There’s a but. We use GURPS for most of our games these days. The reason is that 4th edition is well-designed (at the core anyway; all the special cases slightly break it) and has the breadth to cover everything. The characters go to buy hunting rifles for their trip to Norway, or need to check fatigue for trekking through a marsh in a thunderstorm. Fine, there are rules already written for that, so I can just focus on the game.
The trouble is that GURPS doesn’t easily make provision for the character who develops in an unexpected direction. You have to set out everything about the character before you start playing them. In the case of my campaign, one of the characters had Honesty, which in GURPS 4e doesn’t just mean an inability to lie but indicates that you are rigidly law-abiding and, says the rulebook, “you may never commit murder”. Yet that PC did commit murder in a form that should appall any Victorian gentleman. And so did others of the PCs who had traits like Code of Honour (Gentleman’s), which in GURPS are classed as mental disadvantages and are worth extra character points.
I wouldn’t want to straitjacket the players by forcing them to stick to the stereotypes encouraged by the GURPS rules. Enforcing that would be barely any advance on D&D's boneheaded alignment system. As I said, the fun is in seeing the surprising yet inevitable way players respond to their experiences. Bloody and brutal murder seems inconceivable in the lounge of the Reform Club, but out on the rim of the Empire Victorian and Edwardian gentlemen had their own Mỹ Lais. How dull if a player had to say, “My character sheet has Law-Abiding for -10 points so I stop before committing the murder.” Might as well just let the sheet turn up and play the game, in that case.
Diehard GURPS players will say this is already catered for by the rules. You can spend future character points to buy off those mental disadvantages that no longer apply. But… ugh. That’s spreadsheeting, not roleplaying.

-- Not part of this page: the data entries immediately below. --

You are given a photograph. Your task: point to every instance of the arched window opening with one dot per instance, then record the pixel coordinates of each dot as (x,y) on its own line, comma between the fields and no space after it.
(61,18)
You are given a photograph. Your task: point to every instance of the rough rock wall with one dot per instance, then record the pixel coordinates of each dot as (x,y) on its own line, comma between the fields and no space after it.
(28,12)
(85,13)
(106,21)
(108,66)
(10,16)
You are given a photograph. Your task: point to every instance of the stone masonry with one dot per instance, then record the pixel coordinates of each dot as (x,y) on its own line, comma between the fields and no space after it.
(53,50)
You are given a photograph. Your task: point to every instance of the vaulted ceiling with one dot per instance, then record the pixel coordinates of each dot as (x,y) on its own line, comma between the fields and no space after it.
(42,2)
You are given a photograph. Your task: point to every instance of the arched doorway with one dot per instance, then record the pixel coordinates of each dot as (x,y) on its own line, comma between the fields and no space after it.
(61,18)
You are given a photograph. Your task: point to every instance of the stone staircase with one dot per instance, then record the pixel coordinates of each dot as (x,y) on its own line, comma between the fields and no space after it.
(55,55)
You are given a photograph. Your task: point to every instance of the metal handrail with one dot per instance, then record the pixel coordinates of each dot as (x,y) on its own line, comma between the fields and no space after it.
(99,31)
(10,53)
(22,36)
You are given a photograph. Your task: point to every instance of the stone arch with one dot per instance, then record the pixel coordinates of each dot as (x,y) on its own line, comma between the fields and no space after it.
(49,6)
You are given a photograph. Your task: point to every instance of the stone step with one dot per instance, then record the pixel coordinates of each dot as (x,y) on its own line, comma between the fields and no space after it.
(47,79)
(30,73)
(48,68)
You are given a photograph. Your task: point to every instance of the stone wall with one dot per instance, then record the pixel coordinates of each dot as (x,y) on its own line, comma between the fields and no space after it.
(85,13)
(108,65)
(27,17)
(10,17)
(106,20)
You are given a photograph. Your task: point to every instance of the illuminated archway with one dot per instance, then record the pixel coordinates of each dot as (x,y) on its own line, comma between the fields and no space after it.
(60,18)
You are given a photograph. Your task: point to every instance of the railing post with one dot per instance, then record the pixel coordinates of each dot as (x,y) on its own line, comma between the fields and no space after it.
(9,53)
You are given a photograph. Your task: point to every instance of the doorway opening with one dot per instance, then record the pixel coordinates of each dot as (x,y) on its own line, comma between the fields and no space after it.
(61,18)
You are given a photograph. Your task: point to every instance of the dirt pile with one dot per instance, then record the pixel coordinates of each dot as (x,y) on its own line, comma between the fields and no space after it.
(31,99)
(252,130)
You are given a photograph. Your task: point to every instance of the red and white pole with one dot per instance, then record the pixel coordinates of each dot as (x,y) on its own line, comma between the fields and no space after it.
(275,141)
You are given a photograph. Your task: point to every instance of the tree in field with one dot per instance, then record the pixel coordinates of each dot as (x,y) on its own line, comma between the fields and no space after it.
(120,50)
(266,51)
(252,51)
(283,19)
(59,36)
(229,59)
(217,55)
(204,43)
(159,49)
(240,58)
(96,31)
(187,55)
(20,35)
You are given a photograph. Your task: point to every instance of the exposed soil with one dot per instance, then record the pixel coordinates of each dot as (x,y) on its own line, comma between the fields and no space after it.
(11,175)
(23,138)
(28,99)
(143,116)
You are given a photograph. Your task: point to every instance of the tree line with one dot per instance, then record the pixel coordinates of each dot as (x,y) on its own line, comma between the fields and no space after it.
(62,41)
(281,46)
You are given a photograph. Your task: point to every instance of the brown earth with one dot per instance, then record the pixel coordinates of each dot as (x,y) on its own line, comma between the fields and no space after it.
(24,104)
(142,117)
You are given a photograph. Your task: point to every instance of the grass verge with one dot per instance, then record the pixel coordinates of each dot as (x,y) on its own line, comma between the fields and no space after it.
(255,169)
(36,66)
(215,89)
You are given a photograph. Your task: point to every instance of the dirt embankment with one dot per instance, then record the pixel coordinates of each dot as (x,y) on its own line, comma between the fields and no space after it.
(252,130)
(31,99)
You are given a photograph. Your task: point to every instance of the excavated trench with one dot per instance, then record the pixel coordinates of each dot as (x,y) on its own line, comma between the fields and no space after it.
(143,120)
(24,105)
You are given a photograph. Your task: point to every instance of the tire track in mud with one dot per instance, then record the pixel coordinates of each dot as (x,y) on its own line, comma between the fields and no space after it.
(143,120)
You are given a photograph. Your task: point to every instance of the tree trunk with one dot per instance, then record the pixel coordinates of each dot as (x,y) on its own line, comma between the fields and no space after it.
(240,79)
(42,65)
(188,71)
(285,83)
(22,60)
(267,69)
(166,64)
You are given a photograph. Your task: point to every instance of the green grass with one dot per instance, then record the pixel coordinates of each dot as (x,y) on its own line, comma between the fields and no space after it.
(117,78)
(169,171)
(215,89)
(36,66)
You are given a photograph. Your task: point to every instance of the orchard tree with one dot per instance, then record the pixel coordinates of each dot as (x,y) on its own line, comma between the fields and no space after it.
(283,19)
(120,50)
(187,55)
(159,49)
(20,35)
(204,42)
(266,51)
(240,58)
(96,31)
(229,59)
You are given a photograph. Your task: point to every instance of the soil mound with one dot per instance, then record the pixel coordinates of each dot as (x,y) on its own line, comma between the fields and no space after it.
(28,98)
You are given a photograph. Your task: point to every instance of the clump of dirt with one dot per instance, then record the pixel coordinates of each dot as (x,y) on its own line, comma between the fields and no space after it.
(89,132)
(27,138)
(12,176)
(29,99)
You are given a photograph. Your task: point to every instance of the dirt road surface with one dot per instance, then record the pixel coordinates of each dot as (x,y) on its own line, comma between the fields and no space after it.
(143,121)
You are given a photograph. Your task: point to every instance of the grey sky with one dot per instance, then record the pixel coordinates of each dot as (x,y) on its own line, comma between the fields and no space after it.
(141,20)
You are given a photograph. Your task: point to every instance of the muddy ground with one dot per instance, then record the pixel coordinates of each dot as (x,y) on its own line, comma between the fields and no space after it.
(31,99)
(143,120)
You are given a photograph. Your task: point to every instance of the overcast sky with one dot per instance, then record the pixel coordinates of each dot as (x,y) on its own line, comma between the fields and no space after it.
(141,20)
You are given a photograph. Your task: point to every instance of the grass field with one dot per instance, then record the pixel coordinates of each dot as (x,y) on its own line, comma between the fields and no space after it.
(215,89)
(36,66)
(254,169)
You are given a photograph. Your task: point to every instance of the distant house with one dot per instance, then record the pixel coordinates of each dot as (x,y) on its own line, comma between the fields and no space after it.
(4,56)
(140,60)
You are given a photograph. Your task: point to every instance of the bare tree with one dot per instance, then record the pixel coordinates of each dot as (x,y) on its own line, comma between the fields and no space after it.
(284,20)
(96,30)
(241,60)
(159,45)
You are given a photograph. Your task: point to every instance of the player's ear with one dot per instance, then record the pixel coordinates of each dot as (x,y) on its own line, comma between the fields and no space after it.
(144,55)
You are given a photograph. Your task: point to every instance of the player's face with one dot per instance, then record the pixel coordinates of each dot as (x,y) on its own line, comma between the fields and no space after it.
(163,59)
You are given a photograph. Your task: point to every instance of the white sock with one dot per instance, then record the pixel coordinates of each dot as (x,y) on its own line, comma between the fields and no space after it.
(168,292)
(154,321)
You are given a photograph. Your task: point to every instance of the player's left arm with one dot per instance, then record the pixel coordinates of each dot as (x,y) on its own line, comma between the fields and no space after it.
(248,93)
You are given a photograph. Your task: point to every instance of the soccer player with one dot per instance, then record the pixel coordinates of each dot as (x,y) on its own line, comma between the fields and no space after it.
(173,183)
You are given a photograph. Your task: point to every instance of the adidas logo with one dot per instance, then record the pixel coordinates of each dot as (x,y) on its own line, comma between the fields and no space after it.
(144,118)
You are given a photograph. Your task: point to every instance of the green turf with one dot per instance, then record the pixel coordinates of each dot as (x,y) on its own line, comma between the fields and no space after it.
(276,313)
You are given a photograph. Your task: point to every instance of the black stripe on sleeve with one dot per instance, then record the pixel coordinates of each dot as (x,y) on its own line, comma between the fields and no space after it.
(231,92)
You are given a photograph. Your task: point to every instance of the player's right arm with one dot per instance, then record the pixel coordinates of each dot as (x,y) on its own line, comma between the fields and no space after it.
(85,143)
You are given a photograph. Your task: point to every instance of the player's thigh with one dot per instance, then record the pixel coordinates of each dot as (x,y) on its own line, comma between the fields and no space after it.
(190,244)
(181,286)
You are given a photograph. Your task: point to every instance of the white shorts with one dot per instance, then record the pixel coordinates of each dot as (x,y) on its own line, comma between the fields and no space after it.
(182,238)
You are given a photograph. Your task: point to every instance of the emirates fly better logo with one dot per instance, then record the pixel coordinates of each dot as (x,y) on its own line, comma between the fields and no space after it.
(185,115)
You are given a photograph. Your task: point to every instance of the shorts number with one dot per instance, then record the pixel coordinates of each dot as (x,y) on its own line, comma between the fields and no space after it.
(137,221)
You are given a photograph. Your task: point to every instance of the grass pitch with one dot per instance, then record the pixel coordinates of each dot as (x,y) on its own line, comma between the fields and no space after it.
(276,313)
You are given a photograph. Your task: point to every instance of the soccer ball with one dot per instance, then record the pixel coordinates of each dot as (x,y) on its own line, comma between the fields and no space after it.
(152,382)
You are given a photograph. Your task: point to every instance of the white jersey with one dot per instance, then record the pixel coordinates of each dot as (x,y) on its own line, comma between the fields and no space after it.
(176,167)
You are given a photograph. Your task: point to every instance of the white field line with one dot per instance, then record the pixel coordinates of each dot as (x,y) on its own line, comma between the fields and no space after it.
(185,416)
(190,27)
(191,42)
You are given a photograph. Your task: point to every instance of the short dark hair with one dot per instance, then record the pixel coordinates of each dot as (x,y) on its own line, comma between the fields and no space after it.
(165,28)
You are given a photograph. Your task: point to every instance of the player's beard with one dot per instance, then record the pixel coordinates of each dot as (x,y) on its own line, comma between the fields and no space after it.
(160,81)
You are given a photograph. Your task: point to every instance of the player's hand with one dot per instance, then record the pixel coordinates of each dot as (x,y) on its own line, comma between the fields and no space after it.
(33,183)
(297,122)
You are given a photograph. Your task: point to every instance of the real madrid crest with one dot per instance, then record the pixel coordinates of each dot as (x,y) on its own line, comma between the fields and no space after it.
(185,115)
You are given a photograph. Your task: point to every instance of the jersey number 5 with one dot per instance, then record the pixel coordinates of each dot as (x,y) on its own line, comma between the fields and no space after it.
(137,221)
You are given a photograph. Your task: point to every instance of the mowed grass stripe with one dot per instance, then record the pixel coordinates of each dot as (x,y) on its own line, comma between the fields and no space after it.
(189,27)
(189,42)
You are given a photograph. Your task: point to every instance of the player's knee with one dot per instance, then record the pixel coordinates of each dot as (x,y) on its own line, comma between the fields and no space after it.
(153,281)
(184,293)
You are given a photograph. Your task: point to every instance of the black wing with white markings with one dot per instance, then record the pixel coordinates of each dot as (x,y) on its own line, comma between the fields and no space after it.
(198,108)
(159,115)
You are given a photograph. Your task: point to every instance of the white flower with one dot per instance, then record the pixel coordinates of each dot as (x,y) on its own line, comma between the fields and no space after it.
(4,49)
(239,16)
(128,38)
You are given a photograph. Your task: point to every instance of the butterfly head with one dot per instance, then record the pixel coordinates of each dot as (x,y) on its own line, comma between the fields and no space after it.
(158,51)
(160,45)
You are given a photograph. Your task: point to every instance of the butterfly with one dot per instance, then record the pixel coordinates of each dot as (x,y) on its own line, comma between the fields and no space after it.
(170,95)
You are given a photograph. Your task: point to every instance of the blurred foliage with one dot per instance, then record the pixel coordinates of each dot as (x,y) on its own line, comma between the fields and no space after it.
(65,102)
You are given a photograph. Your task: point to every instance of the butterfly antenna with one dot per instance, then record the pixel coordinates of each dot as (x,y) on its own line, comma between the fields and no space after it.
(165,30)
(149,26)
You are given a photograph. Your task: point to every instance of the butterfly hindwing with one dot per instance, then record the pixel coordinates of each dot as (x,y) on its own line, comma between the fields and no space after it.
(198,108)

This is of course the old debate about how PCs should be created, which was discussed in some detail by Tim Harford in a guest post on this very blog.
“This discussion has been called ‘DAS vs DIP,’ or ‘Design At Start’ versus ‘Develop In Play’. GURPS is both the archetypal design system, and the classic method of producing full formed characters. I turned my mind to the problem of Develop In Play with GURPS characters and it turns out to be almost impossible to do this without chucking out the whole character system. Many other systems turn out to be strange hybrids in which—for instance—attributes are rolled, but skills are chosen within some kind of budget. This is less logical, but fits much better with a Develop in Play approach.”The sensible answer is simply not to allow mental disadvantages in the game. As Tim said in his referee notes at the start of the Redemption campaign:
“GURPS mental disadvantages are all caricatures, so I want to avoid using them. This will save us all the hassle of dealing with the inevitable string of stubborn, overconfident, impulsive characters with pirate codes of honour. Another reason to avoid the official mental disadvantages is that characters tend to settle in over time, and the original set of disadvantages tend to be inappropriate.”To which I would add that mental disadvantages, because they are slapped down on a sheet before you begin to inhabit your character, usually get forgotten anyway. I’ve lost track of the number of times players have said, “Oh, I forgot to tell you I have Claustrophobia. I probably should have mentioned that in the mines back there,” or, “Would my PTSD flashbacks have had any effect when we had that desperate gunfight three sessions ago?”
So my ruling from now on is that nobody will get points for mental disadvantages. Bad traits are part of the fun of playing the character. They’re their own reward; you shouldn’t get points for them. And in any case, characters need to be free to change, otherwise we’re allowing the gaming side of the hobby to smother the roleplaying.